Я медленно обернулась, услышав за спиной тихое одобрительное рычание. Там у деревьев метрах в пяти от меня стояло трое. Каждый был с меня ростом и по виду напоминал крокодила с крысиной мордой и длинными кожистыми кошачьими ногами. Они с интересом пялились на меня сверкающими красными глазками, особенно уделяя внимание лошади.
– Обормот, – тихо позвала я, медленно слезая с лошади.
– Двадцать пять, двадцать шесть, ну что еще, ты меня сбиваешь, двадцать семь...
– У нас проблемы.
Кот тяжело вздохнул и вопросительно посмотрел на меня, бросив на время считать стрелы. Я показала на нежить пальцем, кот взглянул в указанном направлении и замер.
– Мама.
Дальше все развивалось стремительно: кот прыгнул куда-то в сторону и с ловкостью кошки начал взбираться вверх по с виду неприступной стене, а кошмарики весело рявкнув, прыгнули в мою сторону. Первому я засветила пульсаром в глаз, прошла между когтей у второго, пытавшегося меня поймать, и натолкнулась на третьего. Я замерла, а он распахнул вонючую пасть и рыкнул мне в лицо.
Какая вонь!
Второй пульсар именно в эту пасть и попал, тварь подавилась ревом и начала драть когтями выжженную глотку, катаясь по траве и хрипя. Но тут спину пронзила жуткая боль, меня подняло и швырнуло к деревьям, где я и скорчилась, хватая воздух ртом, не в силах произнести ни единого заклинания, и наблюдая за приближающейся ко мне последней тварью.
Конец.
Мысль мелькнула и ушла, я попыталась встать, но подогнулась рука, и я снова рухнула на землю. Тварь довольно заворчала и занесла надо мной кожистую лапу, с которой капала моя кровь. Я заворожено наблюдала за ней, как вдруг... Монстр взвыл и завертелся волчком, пытаясь содрать с шеи что-то серое и шипящее.

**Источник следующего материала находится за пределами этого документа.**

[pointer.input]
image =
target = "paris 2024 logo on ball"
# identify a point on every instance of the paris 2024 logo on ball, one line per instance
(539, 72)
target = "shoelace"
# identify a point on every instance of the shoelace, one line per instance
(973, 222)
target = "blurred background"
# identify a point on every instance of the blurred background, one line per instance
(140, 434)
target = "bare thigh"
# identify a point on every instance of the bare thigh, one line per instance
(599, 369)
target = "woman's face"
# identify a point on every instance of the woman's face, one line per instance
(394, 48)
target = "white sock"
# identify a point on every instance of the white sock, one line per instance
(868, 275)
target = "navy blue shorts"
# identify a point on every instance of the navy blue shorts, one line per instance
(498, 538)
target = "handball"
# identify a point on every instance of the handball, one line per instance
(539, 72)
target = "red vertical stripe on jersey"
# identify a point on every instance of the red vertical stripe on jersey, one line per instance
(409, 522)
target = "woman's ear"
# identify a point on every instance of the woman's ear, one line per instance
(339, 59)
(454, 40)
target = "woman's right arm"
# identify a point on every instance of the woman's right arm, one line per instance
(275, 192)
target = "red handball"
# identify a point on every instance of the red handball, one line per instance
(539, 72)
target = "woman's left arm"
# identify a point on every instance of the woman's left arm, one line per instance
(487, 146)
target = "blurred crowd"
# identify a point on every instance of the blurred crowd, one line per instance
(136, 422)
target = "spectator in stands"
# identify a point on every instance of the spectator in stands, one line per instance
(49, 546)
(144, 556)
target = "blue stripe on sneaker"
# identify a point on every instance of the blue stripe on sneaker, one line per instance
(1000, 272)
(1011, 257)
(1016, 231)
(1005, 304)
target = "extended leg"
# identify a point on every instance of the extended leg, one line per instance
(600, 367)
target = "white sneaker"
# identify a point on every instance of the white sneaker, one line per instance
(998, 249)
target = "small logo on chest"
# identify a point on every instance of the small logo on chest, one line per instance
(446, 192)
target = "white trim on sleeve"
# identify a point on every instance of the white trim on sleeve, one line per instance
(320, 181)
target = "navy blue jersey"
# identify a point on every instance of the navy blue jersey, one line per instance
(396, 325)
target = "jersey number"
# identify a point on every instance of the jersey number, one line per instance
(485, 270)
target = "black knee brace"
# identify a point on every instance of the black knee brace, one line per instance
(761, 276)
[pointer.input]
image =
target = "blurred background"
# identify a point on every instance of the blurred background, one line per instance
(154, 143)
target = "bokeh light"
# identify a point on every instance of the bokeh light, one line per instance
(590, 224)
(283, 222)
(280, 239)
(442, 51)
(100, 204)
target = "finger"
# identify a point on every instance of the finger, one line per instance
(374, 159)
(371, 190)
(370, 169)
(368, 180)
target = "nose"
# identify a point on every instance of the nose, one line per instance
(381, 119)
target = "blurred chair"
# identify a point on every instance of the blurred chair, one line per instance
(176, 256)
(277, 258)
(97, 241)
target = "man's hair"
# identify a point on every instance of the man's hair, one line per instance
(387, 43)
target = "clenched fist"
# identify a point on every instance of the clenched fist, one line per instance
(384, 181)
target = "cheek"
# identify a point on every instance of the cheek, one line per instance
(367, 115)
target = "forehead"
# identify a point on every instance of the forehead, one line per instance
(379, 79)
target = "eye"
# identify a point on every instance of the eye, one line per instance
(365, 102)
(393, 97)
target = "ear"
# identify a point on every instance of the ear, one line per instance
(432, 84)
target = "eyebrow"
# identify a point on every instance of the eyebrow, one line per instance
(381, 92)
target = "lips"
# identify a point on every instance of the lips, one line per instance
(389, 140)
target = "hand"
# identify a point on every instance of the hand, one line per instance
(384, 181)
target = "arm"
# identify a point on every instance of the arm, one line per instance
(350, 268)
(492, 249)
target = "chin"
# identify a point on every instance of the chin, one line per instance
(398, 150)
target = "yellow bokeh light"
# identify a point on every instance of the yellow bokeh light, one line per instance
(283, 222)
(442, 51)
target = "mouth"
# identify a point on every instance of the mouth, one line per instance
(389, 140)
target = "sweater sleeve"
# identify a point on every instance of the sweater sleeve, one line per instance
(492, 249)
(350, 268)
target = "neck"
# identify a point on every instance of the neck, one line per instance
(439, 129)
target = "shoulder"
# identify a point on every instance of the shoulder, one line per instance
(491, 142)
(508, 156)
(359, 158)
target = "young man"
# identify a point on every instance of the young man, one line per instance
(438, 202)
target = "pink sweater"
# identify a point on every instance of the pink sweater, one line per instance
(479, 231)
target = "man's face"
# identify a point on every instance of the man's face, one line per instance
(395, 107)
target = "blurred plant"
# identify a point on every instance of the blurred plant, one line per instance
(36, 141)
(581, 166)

– Обормот, – прохрипела я.
В руках заледенела сталь призрачных клинков, появляющихся и исчезающих когда им вздумается. Я вскочила и бросилась на воющую тварь, нанеся по ней ряд сильных ударов, и стараясь не задеть кота. Плоть резалась, как масло, клинки легко рубили кости и сухожилия, пару раз он успел оцарапать меня, но я этого даже не заметила, продолжая рубить и колоть ненавистную нежить. А вскоре к моим мечам присоединились мечи людей, которые вышли за ворота и теперь помогали мне. Монстр уже сдох, а люди все рубили и рубили, вымещая весь страх и ненависть потенциального ужина.
– Стойте, стойте, там мой кот!
Я кинулась к окровавленной туше и отодрала от него небольшой серый комочек. Когти пришлось вынимать по одному, слишком глубоко они вонзились в шкуру монстра.
Я осторожно прижала Обормота к себе и уткнулась в него носом.
– Глотик, ну проснись, давай Глотик, – шептала я, тормоша кота. – Ты не можешь умереть, – я всхлипнула, его маленькое тельце казалось таким беззащитным в моих руках.
– Я тебе дам много сметаны, и рыбы, ты же любишь рыбку, Глотик, а еще сливки буду давать каждый день.
Люди столпились неподалеку, и смотрели на меня, сидящую на земле и глотающую слезы.
– Обещаешь?
– Да, обещаю... Так ты живой?!.. Ах ты сволочь, я тут переживаю, рыдаю над трупом, а он..., а ты..., ну ты... У меня слов нет!
Кот довольно наблюдал за мной своими зелеными глазами.
– Я все запомнил: значит сливки каждый день, сметана...
Я тяжело встала, держа его на руках, и пошла к воротам. По виду с ним было все в полном порядке, а вот со мной... Плечо предательски взвыло.
– ...рыбу на обед, завтрак и..., эй, ты чего, Ллин, ты это прекрати, Ллин!
Я покачнулась и стала падать, но меня подхватили и понесли дальше на руках. Последнее, что я помню до того, как все скрыла темнота, это четкие команды кота, которые он раздавал направо и налево, насчет моей особы.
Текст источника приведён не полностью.